Ей хорошо было видно, как он, отталкиваясь ногами, быстро спустился к самому дну и кружил у скалы, белевшей внизу. Потом, глядя на нее, пошел наверх. Но до поверхности не дошел. На полпути, словно вспомнив что-то, что не успел доделать, он согнулся и повернул назад. И махнул рукой из-под воды, посылая какой-то знак, понятый ею, как призыв тащить сеть. И она потащила, закинув в лодку несколько витков, но потом опять заело. Между тем он всплывал к поверхности. Стремительно, словно выброшенный из пушки. Всплыл. Но из воды высунул только руки, судорожными движениями скрюченных пальцев подавая ей какие-то непонятные знаки. Она догадалась, что с ним что-то неладно, раз он так долго не выныривает, а смотрит на нее из-под воды, открывая словно бы беззвучно кричащий рот. Течение относило лодку в сторону. Она схватилась за весла, чтобы подогнать к нему лодку, а когда подняла глаза, он уже опустил руки и она потеряла его из виду. Она испугалась, что накрыла его лодкой, преградив ему путь к поверхности. Сдала назад, и он действительно появился на мгновение ближе к поверхности, или, может быть, ей только показалось, что он мелькнул неясной белой тенью. У нее запуталось весло. В снастях, привязанных к правой уключине. Пытаясь распутать неподдающийся узел, она сорвала себе ноготь. И, чувствуя, что потеряла непоправимо много времени, в растерянности сдернула снасть с крюка, скинув в воду несколько витков, вслед за которыми под тяжестью свинцовых грузил вся сеть из лодки выскользнула в море. Заколотился поплавок на дне, а потом, словно рыба, выскочил за борт и поплыл по воде. Его она больше не видела, не видела даже тени.
Море было спокойное, поднимавшийся бриз чуть морщил рябью голубую его гладь. На ней чьей-то сорванной шапкой, подпрыгивая на мелкой волне, уплывал поплавок.
— Саша! — крикнула она. — Где ты, Саша! Вылези ты, ради бога, вылези же наконец!

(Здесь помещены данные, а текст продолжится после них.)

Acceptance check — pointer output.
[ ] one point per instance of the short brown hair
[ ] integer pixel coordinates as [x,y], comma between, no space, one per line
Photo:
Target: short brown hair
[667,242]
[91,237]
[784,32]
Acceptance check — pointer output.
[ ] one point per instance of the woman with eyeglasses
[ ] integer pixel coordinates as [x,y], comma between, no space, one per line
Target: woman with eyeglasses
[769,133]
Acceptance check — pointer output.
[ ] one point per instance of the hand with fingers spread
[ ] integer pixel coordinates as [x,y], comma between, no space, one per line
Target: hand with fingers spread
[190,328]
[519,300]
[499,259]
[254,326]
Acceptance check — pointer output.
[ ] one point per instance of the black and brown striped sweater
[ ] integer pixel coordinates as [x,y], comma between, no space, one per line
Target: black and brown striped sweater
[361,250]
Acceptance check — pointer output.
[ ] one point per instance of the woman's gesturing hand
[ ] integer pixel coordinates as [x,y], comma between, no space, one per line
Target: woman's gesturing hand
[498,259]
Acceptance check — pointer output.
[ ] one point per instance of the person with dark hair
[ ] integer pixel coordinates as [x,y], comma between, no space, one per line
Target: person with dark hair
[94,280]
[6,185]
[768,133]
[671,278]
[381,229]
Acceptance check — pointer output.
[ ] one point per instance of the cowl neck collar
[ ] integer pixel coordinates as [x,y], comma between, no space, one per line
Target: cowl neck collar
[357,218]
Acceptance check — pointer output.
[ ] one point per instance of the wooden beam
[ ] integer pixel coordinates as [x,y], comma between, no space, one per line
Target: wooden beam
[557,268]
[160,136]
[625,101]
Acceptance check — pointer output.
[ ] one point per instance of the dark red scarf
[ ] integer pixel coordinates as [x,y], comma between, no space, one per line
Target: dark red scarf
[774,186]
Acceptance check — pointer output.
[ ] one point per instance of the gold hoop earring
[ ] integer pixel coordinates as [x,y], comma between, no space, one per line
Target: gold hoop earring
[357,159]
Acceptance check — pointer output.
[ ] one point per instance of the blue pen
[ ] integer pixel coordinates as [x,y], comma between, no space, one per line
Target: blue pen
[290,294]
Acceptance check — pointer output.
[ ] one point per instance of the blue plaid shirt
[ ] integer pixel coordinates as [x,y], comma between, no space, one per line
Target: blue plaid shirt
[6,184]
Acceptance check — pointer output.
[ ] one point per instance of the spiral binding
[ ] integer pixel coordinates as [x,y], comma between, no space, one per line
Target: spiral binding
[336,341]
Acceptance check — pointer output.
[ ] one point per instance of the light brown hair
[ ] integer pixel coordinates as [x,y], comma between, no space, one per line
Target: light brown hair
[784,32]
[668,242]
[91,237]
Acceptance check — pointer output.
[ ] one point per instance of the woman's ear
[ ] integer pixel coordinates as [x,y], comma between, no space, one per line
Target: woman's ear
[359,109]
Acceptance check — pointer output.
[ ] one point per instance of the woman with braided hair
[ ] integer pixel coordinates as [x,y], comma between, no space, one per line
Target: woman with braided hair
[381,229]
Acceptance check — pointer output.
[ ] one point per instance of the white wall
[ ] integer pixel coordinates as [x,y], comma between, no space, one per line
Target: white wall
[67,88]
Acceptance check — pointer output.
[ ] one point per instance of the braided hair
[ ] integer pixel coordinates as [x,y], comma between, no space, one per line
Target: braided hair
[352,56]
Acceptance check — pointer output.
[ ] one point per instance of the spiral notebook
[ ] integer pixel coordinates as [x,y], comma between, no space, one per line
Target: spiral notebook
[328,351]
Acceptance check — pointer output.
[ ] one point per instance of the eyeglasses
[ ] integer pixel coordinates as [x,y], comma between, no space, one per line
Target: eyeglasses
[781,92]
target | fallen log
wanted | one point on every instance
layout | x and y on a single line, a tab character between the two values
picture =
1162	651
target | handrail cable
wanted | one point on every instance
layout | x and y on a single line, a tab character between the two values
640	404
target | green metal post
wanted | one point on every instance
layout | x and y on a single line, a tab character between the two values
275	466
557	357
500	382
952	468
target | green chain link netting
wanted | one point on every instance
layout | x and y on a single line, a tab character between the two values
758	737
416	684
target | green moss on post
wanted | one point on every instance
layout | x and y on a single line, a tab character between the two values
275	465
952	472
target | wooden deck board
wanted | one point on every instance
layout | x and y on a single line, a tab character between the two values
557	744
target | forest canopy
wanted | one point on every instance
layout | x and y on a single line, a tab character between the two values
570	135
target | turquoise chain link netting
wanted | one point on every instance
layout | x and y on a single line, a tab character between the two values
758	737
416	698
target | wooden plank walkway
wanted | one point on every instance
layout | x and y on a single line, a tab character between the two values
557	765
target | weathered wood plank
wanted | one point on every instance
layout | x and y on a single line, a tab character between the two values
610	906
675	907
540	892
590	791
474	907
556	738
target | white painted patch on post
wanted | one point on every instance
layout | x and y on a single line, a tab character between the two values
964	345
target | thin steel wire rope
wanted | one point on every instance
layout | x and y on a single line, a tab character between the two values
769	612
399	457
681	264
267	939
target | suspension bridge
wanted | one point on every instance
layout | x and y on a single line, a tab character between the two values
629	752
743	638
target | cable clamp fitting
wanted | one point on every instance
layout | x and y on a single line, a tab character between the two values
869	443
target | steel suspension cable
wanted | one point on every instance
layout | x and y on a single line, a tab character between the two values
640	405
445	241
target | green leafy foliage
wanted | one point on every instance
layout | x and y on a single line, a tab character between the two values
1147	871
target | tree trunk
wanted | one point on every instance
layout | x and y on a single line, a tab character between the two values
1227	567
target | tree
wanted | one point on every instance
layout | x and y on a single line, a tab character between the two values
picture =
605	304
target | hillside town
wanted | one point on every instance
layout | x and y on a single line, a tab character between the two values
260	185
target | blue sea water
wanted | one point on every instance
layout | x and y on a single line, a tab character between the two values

Он не мог ее слышать. И тем более ответить ей снизу, из воды. Только отзвук ее крика вернулся к ней, отраженный скалами. Она ринулась к мотору, по какому-то наитию дернула наугад за шнурок и, подгоняемая страхом, полетела к родным берегам. Одна, с сетью на носу, в которой еще трепыхался, умирая, большой скат. Забытая каракатица, выглянув одним глазом из-под дощатого настила на дне лодки, попыталась достать ее ногу щупальцем и снова забилась в темноту своего влажного убежища.
XLIV
Когда примерно час спустя напуганные жители маленького рыбацкого селения, вооруженные крюками и баграми, двумя лодками двинулись на поиски сетей и приезжего, они еще издали заметили белый поплавок, который мотался под бризом по Маслиновой бухте.
Приезжего «оригинала» они увидели, когда поймали поплавок и вытащили начало сети. С неторопливой медлительностью выходил он из моря. Он стоял в воде, опустив руки по швам, точно воин, застыв по стойке «смирно». Обращенный лицом кверху, открытыми глазами он укоризненно смотрел на своих спасителей, так непростительно поздно пришедших ему на выручку. Мелкая волна, подгоняемая ветром, плескалась, перекатываясь через него и перебирая его волосы, как траву на прибрежных камнях.
Длинными крюками рыбаки отцепили от скалы нижнюю веревку снастей и потащили их в лодку. Вместе с сетью всплыл на поверхность и он и, перегнувшись, упал лицом в воду. Его подхватили под мышки и втащили в лодку. Правая нога у него запуталась в сети: нейлоновая веревка, прорезав кожу, вонзилась в тело до костей, затянутая вокруг щиколотки петлей его отчаянными попытками вырваться из нее и дотянуться головой до поверхности.
До расследования отвязывать его не стали. Положили на снасти на носу, рядом со скатом и прочей еще не выбранной рыбой и, не имея ничего другого под руками, накрыли той же сетью. Он смутно различался под ней, уже покрытый мертвенной желтизной.